Bei den Fragen der Bürger wird fälschlicherweise davon ausgegangen, dass es sich bei einer Enteignung zwangsläufig um oberirdische Maßnahmen handelt. Dies ist jedoch nicht der Fall. Kurz zu der Beantwortung der Fragen:

  1. Grund für Antrag: keine Einigung zum Gestattungsvertrag mit  Eintragungsbewilligung. Maßnahmen (Tunnelbau) konnten bereits nach Besitzeinweisung durchgeführt werden
  2. Es finden keine oberirdischen Maßnahmen statt
  3. Einzig das Verbindungsbauwerk unter der Ulmer Straße muss in diesem Bereich noch hergestellt werden. Dies ist jedoch losgelöst von diesem Verfahren. Vor Beginn der Arbeiten am Verbindungsbauwerk, werden die Anrainer nochmals informiert.

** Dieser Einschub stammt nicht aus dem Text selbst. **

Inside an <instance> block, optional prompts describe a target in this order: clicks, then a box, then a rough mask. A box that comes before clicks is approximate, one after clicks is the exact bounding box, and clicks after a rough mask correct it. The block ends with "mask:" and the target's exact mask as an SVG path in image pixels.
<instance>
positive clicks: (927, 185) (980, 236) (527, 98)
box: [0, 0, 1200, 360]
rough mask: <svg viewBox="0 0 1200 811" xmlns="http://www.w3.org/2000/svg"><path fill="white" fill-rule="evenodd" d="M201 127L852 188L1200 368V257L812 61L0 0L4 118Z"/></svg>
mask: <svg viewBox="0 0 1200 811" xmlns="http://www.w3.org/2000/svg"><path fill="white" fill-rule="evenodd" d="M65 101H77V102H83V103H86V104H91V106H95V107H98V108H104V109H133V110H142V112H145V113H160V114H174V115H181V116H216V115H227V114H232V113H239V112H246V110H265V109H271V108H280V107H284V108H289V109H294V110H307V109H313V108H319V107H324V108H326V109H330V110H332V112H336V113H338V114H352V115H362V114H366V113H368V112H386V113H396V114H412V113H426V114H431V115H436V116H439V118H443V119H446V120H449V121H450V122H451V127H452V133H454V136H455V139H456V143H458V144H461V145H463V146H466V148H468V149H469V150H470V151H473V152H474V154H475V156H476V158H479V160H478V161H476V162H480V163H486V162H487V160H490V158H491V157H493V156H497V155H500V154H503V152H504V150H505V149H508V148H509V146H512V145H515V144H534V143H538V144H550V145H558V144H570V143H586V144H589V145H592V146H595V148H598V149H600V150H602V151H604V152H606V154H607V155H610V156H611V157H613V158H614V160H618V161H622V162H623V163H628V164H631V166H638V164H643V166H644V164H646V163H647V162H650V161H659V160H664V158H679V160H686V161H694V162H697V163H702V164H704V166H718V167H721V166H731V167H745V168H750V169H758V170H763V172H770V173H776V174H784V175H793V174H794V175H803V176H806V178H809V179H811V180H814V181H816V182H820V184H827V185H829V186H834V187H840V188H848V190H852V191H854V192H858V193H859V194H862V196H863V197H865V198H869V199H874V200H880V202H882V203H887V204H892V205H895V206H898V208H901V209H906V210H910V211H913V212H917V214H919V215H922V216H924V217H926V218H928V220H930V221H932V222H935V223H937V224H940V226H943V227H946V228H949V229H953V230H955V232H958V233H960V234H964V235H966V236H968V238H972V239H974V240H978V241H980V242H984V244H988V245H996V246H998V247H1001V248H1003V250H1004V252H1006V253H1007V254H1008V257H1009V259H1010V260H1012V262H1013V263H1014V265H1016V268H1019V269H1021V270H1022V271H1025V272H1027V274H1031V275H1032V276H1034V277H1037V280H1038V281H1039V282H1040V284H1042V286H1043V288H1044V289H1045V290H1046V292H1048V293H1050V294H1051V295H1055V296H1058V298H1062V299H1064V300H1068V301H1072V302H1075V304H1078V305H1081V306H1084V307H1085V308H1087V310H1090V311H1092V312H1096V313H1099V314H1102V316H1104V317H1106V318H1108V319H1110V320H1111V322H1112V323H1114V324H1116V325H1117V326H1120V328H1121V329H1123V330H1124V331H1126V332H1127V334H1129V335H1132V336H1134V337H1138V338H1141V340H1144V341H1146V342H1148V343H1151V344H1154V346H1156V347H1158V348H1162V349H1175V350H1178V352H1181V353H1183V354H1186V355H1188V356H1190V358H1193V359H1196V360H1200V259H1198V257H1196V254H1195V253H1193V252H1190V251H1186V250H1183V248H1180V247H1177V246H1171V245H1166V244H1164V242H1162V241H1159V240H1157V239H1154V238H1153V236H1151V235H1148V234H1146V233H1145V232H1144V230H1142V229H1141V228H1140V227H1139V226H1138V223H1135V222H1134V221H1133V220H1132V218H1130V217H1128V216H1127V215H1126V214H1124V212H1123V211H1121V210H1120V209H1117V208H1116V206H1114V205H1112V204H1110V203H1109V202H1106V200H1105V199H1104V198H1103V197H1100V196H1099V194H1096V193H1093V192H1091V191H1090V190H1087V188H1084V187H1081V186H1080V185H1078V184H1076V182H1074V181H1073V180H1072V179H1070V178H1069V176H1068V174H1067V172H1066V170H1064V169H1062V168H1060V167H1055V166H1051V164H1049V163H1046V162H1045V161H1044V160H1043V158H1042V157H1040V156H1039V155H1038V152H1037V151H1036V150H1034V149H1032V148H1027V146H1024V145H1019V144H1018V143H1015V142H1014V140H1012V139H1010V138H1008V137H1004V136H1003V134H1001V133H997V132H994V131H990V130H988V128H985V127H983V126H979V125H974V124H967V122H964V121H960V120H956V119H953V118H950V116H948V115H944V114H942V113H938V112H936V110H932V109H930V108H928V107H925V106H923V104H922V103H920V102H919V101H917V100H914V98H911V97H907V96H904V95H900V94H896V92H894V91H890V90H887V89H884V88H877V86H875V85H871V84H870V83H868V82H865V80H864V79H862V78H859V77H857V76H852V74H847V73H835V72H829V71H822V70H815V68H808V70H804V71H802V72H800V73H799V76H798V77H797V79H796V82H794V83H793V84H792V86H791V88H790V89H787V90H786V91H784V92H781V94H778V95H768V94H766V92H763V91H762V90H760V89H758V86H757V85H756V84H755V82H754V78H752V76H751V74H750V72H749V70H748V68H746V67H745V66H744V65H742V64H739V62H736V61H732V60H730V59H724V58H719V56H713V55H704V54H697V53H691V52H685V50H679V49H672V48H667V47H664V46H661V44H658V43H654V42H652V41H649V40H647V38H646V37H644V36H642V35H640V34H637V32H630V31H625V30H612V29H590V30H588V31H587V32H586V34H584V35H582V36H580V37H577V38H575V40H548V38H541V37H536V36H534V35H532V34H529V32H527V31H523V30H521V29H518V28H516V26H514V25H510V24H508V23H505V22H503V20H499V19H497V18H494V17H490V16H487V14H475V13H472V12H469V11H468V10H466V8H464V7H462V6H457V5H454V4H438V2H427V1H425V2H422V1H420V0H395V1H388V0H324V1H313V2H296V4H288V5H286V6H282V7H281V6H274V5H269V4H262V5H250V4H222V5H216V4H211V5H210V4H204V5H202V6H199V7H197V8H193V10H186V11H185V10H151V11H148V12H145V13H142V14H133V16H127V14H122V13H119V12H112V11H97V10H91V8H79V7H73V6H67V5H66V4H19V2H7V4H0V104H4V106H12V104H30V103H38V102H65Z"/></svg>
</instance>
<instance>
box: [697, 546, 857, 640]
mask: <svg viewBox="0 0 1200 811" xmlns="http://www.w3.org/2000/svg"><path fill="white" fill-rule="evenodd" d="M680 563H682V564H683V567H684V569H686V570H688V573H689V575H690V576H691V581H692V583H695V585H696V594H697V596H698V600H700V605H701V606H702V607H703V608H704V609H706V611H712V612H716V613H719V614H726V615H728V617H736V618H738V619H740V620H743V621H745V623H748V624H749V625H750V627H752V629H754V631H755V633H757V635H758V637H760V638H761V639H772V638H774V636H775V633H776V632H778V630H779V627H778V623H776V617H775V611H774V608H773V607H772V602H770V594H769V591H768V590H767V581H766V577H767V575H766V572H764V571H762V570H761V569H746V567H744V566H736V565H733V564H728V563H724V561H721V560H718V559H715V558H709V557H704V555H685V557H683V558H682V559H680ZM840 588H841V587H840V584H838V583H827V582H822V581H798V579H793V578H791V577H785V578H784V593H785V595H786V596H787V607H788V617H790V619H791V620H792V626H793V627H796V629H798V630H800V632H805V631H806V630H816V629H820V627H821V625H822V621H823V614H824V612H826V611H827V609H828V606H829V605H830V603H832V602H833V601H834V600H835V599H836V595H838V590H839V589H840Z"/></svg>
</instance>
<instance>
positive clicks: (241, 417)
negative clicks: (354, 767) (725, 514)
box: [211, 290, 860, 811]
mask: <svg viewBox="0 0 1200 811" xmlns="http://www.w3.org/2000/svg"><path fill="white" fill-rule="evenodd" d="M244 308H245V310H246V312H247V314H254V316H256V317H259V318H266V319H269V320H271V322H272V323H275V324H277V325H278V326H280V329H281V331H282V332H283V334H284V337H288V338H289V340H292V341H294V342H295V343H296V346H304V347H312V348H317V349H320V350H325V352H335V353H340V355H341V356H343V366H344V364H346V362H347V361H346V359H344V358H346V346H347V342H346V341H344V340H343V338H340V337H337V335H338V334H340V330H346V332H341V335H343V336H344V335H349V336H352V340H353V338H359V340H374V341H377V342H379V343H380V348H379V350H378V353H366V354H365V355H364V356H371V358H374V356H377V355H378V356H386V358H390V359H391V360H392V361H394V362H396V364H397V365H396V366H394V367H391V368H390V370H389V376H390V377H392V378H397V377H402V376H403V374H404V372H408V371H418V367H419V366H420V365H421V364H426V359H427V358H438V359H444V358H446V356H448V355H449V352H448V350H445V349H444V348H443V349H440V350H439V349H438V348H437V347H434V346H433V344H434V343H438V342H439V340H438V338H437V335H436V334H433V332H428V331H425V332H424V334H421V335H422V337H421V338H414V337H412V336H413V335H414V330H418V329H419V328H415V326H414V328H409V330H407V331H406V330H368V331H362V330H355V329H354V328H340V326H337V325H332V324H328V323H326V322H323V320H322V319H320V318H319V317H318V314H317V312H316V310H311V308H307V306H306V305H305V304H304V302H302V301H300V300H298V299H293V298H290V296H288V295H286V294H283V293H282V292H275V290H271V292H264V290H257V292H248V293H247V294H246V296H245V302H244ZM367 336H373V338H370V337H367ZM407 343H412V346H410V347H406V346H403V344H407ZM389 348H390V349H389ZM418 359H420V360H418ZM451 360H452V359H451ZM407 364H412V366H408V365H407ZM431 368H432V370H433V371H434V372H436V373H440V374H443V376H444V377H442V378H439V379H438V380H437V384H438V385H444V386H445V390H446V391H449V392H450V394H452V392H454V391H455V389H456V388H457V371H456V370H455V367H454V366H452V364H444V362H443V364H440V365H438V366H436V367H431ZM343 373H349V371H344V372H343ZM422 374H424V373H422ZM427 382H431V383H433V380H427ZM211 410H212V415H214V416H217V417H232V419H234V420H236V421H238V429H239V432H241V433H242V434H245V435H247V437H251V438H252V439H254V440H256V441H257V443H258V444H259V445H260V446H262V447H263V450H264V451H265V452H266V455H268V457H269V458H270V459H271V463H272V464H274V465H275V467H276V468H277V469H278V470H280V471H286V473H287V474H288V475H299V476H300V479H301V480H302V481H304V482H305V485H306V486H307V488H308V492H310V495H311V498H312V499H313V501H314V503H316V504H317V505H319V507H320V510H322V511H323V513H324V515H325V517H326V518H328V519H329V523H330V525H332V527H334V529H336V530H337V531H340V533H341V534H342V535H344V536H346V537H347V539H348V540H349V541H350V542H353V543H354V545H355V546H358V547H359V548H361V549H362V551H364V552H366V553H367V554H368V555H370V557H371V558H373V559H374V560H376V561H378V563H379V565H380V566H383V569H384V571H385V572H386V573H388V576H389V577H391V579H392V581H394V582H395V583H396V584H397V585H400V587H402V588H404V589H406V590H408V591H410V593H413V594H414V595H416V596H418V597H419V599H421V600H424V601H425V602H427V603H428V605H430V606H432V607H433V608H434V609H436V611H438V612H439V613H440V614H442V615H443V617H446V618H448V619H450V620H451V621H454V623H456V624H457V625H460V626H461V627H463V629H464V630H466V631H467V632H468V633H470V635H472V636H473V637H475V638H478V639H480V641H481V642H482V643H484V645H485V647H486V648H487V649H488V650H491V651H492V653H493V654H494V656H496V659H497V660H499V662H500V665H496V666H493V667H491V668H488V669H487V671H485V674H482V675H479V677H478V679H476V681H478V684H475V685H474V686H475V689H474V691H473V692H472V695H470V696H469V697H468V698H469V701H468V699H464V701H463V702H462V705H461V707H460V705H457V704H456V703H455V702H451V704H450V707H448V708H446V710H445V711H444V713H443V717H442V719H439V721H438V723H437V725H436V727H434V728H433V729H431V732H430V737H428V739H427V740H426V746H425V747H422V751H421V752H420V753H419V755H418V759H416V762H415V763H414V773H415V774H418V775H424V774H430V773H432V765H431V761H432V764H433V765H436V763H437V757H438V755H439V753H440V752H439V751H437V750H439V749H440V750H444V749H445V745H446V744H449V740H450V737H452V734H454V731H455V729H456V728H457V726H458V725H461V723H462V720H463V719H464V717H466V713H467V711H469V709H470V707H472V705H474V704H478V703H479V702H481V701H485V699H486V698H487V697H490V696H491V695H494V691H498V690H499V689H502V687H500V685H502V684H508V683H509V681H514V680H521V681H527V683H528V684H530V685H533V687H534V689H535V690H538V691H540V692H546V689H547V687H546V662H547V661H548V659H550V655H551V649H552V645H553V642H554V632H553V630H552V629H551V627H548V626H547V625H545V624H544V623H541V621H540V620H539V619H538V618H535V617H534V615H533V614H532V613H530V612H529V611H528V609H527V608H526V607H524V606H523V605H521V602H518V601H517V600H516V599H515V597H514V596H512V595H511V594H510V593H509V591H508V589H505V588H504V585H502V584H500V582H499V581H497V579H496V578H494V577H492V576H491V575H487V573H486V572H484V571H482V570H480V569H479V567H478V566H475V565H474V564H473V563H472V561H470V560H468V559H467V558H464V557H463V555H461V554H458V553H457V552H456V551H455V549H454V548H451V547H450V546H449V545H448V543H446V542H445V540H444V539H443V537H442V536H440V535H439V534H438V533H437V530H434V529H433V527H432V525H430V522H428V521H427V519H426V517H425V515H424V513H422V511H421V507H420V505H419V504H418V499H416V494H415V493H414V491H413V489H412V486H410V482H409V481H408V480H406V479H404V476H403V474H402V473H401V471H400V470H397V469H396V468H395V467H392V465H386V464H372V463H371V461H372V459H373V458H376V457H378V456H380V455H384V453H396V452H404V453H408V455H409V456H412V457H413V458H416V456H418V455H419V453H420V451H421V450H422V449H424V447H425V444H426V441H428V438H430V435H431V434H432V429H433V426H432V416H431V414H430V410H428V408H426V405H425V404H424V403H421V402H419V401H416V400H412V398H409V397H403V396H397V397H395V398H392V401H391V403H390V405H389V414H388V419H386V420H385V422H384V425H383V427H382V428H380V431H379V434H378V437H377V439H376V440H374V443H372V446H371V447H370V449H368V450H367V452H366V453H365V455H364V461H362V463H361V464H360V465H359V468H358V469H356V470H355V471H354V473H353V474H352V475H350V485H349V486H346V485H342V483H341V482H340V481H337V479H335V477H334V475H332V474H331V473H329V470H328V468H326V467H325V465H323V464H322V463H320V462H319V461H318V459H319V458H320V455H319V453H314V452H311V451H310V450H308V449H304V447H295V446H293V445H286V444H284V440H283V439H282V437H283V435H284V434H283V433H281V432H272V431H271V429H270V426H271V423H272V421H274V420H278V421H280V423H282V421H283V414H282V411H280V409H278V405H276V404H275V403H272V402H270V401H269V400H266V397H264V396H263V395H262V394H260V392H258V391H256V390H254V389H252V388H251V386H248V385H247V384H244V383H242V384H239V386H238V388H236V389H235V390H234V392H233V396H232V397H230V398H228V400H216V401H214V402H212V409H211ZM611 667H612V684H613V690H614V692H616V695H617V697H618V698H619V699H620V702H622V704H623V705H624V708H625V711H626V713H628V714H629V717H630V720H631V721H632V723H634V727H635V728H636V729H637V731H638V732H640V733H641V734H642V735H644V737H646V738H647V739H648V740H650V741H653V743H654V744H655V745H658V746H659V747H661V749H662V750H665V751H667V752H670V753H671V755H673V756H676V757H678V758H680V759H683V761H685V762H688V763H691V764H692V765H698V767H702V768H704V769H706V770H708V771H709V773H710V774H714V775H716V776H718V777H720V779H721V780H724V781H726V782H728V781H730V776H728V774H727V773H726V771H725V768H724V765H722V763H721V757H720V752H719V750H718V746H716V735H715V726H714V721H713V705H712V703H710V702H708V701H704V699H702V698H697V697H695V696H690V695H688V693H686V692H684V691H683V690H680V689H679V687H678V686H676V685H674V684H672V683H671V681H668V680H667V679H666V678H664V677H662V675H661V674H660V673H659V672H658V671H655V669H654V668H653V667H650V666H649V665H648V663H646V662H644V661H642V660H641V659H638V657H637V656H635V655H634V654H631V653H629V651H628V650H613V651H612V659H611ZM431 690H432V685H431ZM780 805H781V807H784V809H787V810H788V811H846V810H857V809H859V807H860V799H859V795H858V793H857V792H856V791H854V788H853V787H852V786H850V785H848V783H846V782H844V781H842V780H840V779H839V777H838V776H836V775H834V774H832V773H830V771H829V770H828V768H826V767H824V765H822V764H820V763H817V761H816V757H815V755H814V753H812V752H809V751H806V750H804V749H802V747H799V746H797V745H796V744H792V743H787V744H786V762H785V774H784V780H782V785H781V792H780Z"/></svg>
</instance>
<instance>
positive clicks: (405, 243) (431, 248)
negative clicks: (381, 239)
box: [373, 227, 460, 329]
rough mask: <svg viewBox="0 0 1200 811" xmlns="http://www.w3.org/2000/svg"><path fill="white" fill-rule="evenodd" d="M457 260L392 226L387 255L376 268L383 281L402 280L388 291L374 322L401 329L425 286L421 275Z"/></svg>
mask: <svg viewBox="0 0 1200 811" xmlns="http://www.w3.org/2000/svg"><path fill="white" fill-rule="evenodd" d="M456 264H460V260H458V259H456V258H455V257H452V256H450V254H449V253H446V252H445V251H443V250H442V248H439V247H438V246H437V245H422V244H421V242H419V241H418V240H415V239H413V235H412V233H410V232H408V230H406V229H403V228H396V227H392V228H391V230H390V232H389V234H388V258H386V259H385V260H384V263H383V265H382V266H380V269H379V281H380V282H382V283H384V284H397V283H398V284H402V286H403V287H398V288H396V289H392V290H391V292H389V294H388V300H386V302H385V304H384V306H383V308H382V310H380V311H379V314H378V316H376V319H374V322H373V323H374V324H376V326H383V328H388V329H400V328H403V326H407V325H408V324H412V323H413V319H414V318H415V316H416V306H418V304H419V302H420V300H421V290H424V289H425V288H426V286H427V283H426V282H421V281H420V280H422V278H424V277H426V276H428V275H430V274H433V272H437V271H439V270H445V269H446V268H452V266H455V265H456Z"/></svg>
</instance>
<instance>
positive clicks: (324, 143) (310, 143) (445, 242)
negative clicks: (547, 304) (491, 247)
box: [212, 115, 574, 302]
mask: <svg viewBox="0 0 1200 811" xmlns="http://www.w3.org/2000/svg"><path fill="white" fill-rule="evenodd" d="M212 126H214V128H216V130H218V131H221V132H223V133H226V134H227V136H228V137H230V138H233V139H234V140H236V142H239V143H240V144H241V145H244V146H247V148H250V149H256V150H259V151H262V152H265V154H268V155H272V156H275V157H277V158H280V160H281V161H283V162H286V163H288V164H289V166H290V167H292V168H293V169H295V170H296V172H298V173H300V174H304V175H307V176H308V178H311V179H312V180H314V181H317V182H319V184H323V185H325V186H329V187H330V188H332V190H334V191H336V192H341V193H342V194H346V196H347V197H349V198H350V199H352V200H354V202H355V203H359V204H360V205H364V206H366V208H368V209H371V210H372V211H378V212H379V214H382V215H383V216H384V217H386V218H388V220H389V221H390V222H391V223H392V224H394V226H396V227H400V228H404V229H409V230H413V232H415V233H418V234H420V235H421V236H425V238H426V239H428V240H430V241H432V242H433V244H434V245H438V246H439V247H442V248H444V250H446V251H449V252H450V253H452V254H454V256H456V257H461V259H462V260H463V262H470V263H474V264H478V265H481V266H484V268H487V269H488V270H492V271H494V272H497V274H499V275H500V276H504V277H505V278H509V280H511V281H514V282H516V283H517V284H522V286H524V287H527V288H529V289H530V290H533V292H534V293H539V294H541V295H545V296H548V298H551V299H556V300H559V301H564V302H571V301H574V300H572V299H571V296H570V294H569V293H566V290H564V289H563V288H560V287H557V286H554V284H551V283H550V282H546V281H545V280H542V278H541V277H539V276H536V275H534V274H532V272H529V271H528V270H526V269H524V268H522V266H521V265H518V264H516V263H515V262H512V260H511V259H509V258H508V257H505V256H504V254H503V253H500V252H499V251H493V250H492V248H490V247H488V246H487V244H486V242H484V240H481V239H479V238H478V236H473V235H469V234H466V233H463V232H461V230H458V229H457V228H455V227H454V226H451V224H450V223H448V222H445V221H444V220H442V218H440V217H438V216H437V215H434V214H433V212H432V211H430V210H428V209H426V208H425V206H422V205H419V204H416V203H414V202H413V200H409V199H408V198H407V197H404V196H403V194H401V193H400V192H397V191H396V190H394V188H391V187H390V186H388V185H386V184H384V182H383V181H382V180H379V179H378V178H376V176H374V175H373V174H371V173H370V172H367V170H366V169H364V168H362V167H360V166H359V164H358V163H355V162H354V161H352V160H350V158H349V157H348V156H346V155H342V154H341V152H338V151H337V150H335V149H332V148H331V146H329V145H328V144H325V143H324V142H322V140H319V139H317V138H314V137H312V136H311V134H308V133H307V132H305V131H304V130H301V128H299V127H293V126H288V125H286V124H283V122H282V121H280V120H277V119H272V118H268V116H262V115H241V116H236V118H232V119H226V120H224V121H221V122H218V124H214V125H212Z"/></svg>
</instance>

Es sei noch an gemerkt, dass noch sehr viele Enteignungsverfahren durchgeführt werden müssen. Dies betrifft sämtliche Grundstückseigentümer, mit denen wir uns nicht über den Gestattungsvertrag einigen konnten bzw. einig werden. Sofern Eigentümer eine sog. Gestattungserklärung unterzeichnet haben, konnten wir die Grundstücke bereits (unterirdisch) in Besitz nehmen. Um jedoch auch Eigentümer unseres Tunnelbauwerks zu werden, bedarf es einer Eintragung im Grundbuch. Diese können wir in einigen Fällen eben nur über ein Enteignungsverfahren erwirken.“

Auch das von der PSU beauftragte Büro für das Flächenmangement antwortete der Bezirksvorsteherin und Tunnelpatin Beate Dietrich in einer ausführlichen Mail über den rechtlichen Hintergrund der Enteignung. Lesen Sie hier. Darin heißt es u.a.:

Da grundsätzlich Eigentum an Grund und Boden und an eingebrachten Ein-und Aufbauten zusammenfällt, ist es auch trotz einer Besitzüberlassung oder Besitzeinweisung erforderlich, den Verbleib des Bahntunnels im fremden Grund und Boden im Grundbuch zu sichern. Gelingt es erneut nicht, die Eintragung eines solchen Tunnelrechtes freihändig zu vereinbaren- weil etwa die Höhe der für den Eingriff zu leistenden Entschädigung nicht angemessen erscheint –bleibt der DB Netz AG nur, die zwangsweise Eintragung des Tunnelrechts im Wege eines Enteignungsverfahrens zu betreiben. Im Enteignungsverfahren ist dann auch zu prüfen und durch die Enteignungsbehörde festzustellen, ob die seitens der DB Netz AG angebotene Entschädigung angemessen und vollständig ist. Besitzeinweisungs- und Enteignungsverfahren sind nicht- öffentliche Verfahren und Verhandlungen. Bei Eigentümergemeinschaften, kann zum Beispiel jeder Miteigentümer verlangen, dass zu Wahrung etwaiger persönlicher bzw. geschäftlicher Geheimnisse etc. mit ihm gesondert verhandelt wird.“

Die Unterscheidung dinglich/schuldrechtlich im Bürgerlichen Gesetzbuch ist eine Besonderheit des deutschen Rechts. Dies betrifft auch den Tunnelbau und -betrieb für Stuttgart 21:

  • Der Gestattungsvertrag und die darin enthaltene Zustimmung zur Unterfahrung eine Grundstücks ist „nur“ eine sog. „schuldrechtliche“ (lat.: „obligatorische) Verpflichtung des Eigentümers gegenüber dem Vertragspartner Bahn, die den Eigentümer zur Duldung der Unterfahrung vepflichtet. Sie wirkt nicht gegenüber einem Erwerber oder Erben.
  • Soll eine Verpflichtung (z.B. Unterfahrrecht) für immer und ewig am Grundstück „kleben“, also immer gegenüber dem jeweiligen Eigentümer wirksam sein, so ist das eine (wenn auch nur teilweise) Enteignung. Diese Verpflichtung muss daher im Grundbuch eingetragen und für jedermann durch Einsicht in das Grundbuch feststellbar sein. Im Gegensatz zur (nur) schuldrechtlichen Verpflichtung spricht man dann von einer „dinglichen“ Verpflichtung. Sie ist mit dem „Ding“(Eigentum) in jedem Fall verbunden.
  • Auf Dauer braucht die Bahn eine solche dingliche Belastung für alle unterfahrenen Grundstücke. Wenn der Eigentümer nicht mitmacht, muss die Bahn den Eigentümer „enteignen“.